Email and other forms of electronic communication such as texting, Facebook, Twitter, etc., tends to be society's primary mode of communication these days, both personally and professionally.
And, of course, we can add blogging to that list. :)
We tend to deal with difficult or emotional conversations electronically because it's easier—it's non-confrontational. Unfortunately, we often regret it later. It's easy to have conflict arise and get blown out of proportion because those involved failed to engage in live conversation—perhaps a fear of a live connection and poor judgment in using written communication. All the emoticons and acronyms in the world can't adequately convey the subtle nuances in a tone of voice, with facial expressions, body language, or the smallest gesture that can be seen or heard with live conversation.
It often seems easier to be honest and direct in writing because we don't have that live, in-the-moment reaction of the other person.
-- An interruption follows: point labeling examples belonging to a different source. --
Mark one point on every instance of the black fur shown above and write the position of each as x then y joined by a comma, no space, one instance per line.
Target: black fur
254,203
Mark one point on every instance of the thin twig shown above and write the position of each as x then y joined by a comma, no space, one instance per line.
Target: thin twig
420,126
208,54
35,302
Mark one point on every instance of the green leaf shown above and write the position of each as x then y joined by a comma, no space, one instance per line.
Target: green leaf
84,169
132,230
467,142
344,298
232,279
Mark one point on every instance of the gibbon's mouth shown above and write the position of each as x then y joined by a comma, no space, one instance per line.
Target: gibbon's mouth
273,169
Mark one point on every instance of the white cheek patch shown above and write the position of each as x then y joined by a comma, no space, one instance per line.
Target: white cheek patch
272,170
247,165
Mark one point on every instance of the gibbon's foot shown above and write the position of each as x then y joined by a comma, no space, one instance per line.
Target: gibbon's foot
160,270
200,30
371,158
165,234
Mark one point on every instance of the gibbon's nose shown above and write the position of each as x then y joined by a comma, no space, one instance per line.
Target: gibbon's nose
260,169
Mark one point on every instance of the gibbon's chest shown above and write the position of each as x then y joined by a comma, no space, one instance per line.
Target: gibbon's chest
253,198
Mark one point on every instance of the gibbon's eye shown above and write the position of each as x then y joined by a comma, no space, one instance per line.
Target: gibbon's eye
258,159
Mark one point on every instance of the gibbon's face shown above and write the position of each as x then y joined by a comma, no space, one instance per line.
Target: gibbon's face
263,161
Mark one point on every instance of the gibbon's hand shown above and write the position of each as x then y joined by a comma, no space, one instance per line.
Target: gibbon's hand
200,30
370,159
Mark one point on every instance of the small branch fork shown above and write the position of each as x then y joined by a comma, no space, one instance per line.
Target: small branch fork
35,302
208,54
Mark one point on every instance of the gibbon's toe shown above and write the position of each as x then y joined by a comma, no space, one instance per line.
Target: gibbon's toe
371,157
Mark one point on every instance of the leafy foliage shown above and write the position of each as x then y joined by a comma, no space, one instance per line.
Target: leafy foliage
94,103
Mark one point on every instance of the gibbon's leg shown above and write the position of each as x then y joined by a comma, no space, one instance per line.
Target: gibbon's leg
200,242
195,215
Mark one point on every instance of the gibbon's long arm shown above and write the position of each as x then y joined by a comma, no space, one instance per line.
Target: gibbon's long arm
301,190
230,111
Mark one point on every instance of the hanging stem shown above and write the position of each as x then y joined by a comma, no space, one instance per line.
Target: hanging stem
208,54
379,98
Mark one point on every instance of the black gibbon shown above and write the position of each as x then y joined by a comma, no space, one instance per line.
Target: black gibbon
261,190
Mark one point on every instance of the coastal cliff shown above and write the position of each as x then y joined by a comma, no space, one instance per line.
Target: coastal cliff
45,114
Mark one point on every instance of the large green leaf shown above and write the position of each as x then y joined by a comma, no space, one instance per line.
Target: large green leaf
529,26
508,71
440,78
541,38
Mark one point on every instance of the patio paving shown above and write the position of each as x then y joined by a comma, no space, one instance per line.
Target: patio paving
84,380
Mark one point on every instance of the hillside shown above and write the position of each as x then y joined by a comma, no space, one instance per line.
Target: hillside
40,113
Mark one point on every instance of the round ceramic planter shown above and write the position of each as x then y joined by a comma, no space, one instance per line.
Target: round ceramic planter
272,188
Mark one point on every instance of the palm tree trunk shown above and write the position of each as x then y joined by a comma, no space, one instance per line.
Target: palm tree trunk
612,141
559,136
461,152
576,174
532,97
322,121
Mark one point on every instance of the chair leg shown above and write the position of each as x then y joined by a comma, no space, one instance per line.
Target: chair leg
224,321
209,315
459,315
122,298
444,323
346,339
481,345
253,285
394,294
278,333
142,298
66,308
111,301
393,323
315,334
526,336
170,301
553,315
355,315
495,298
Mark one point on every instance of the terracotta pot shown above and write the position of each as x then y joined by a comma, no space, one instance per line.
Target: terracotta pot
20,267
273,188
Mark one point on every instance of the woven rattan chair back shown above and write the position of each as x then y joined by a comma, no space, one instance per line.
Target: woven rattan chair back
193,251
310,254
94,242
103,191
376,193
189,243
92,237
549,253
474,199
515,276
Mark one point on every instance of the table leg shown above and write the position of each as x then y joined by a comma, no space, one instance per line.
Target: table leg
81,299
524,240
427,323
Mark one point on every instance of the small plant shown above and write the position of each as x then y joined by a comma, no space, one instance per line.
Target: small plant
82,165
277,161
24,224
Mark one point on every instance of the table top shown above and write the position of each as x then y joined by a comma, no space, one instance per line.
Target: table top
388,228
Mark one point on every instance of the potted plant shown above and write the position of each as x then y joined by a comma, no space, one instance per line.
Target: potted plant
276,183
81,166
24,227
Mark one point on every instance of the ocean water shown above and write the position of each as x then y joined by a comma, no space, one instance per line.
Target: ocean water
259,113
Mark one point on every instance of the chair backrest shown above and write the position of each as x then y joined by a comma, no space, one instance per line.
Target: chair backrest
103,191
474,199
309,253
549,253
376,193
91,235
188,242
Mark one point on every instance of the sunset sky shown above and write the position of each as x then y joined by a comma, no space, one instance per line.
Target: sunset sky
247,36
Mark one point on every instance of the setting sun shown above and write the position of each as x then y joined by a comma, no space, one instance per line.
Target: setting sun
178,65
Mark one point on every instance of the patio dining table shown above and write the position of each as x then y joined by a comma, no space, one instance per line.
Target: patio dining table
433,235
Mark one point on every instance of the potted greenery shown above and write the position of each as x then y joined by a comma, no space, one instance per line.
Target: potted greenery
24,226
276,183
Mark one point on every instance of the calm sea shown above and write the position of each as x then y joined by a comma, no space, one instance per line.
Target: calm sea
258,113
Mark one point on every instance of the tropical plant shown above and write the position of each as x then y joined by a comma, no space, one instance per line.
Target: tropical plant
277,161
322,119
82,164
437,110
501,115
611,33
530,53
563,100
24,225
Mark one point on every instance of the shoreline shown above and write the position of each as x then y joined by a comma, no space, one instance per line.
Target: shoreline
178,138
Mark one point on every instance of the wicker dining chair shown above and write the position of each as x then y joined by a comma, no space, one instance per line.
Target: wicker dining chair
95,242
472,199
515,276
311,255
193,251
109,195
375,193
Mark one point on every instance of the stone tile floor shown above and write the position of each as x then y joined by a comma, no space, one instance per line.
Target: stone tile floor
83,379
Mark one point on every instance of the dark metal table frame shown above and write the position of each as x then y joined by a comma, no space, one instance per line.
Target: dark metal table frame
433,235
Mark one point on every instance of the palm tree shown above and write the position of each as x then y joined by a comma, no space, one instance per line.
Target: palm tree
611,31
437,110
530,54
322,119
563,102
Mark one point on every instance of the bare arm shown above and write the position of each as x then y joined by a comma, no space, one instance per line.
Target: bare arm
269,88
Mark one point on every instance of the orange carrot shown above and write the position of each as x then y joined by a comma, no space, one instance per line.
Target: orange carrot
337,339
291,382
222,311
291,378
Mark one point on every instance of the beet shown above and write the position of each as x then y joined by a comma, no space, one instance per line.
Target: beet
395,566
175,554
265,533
Electronic communication takes less courage than live conversation with a real human being. Avoiding that live conversation allows us to feel safer and lets us say things electronically that we might not otherwise verbalize.
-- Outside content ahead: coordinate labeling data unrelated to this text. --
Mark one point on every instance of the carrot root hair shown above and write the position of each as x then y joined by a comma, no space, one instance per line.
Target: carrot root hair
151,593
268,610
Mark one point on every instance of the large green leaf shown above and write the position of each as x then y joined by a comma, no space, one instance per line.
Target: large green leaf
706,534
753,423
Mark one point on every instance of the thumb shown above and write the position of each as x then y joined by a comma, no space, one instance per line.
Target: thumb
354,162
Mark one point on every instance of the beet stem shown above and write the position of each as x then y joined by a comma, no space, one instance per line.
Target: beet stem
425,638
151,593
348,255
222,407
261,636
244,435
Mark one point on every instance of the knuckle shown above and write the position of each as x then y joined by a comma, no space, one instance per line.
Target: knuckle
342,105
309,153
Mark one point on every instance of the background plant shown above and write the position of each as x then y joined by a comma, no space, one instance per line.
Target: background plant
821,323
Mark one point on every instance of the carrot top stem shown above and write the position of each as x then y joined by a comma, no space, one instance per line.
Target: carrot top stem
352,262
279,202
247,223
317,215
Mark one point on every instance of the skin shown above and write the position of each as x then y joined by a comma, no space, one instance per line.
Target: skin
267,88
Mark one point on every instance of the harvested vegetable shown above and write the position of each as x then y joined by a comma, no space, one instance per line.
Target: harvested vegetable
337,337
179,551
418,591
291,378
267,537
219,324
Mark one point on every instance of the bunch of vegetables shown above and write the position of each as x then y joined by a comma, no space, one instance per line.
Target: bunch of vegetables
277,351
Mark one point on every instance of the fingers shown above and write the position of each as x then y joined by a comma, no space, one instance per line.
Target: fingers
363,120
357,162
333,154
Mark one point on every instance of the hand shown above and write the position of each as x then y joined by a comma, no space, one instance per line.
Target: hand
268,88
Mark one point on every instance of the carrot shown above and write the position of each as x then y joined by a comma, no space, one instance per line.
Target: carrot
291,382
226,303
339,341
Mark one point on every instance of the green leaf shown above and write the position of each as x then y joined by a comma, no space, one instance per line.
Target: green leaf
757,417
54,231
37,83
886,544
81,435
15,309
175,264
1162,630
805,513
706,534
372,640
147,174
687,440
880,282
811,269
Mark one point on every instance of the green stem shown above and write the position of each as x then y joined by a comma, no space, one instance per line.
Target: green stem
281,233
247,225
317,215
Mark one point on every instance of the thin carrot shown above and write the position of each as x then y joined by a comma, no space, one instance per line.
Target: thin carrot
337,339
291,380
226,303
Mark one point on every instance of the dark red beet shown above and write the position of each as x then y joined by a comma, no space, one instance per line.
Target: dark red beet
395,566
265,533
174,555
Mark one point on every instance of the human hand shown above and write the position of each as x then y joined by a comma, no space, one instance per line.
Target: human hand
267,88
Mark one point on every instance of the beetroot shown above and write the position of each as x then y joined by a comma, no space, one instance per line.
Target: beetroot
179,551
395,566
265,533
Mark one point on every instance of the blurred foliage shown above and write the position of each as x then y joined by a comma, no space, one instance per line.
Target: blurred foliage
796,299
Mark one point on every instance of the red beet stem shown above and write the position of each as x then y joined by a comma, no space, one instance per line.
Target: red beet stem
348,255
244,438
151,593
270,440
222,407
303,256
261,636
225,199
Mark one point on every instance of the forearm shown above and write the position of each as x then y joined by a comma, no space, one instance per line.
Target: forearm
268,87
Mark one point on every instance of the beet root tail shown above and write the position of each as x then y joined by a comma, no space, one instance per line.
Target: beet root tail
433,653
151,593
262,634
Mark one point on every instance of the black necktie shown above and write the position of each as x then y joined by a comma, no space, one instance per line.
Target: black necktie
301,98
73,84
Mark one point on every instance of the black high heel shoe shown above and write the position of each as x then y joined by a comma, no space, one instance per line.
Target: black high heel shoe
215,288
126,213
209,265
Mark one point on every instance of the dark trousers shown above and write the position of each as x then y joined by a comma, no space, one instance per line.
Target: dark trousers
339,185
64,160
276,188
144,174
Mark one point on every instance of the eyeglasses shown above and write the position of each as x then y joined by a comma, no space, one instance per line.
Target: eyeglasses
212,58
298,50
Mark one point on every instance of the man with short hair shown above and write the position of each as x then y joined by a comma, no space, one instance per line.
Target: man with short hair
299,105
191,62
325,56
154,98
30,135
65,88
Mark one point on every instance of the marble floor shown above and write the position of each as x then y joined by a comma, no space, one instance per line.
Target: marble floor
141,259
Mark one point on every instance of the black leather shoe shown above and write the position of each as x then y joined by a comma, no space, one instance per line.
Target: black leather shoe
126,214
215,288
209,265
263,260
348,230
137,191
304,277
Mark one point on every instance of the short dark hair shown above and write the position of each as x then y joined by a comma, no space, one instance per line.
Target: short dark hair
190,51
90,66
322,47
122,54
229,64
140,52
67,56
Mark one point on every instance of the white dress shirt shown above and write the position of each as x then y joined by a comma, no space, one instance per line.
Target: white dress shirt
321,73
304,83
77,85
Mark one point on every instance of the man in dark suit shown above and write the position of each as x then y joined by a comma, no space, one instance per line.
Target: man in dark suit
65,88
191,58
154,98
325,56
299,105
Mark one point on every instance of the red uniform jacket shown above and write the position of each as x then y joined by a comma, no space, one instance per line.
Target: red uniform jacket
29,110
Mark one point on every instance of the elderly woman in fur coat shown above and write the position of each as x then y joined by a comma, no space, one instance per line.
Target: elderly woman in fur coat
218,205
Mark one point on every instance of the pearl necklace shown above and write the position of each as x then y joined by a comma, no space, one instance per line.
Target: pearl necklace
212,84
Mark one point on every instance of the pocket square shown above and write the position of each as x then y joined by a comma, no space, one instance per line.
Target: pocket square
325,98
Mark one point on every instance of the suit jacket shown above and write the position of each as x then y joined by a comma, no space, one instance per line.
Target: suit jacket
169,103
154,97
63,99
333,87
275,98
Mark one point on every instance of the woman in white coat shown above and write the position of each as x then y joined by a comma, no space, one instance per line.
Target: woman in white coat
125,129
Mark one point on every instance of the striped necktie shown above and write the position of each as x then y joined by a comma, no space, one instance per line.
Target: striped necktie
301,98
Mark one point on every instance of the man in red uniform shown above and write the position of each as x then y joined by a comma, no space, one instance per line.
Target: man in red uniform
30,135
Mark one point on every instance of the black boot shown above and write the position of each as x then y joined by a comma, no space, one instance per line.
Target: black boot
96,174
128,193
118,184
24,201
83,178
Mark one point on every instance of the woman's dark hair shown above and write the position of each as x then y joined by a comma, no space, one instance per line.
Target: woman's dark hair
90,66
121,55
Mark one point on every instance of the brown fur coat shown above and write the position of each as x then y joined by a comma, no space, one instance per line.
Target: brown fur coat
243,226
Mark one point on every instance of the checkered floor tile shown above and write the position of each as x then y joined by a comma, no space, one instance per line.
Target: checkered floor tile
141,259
And therein is the trap. Sometimes things are said electronically that would not have otherwise been said because the electronic communication has a feeling of distance to it, something more impersonal, rather than being up close and in person.
The article listed five suggestions for engaging in live conversations more often and ultimately resolving conflicts more successfully.
1) Be clear about your intention.
Before sending your electronic message or leaving a voice mail, ask yourself why you are handling the situation electronically rather than live. If the matter is in any way emotionally charged or about a conflict, check to make sure you aren't sending an electronic message simply to avoid that personal involvement. And make sure you answer your question honestly.
2) Don't send everything you write.
Writing everything out in an unfiltered manner can be liberating especially when dealing with an emotional conflict, however that does not mean that it's a good idea to send it. Save it then read it again later before taking any action with it.
3) Request a call or a meeting.
Before becoming involved in a long drawn out exchange of electronic messages, request a live conversation—face-to-face if possible, or if distance doesn't allow that then on the phone.
4) Speak without judgment or blame.
When you engage in the live conversation over a conflict, focus on reality rather than being right. As soon as we move into the realm of blame, we greatly reduce the possibility of resolution.
5) Get support from others.
When dealing with emotionally charged issues, sometimes it's a good idea to seek out support and advice from others we trust and respect, people who will be honest rather than simply saying what we want to hear.
Electronic communication is going to become more and more commonplace in today's society, but resolving our conflicts can often be done quicker and easier with live conversation.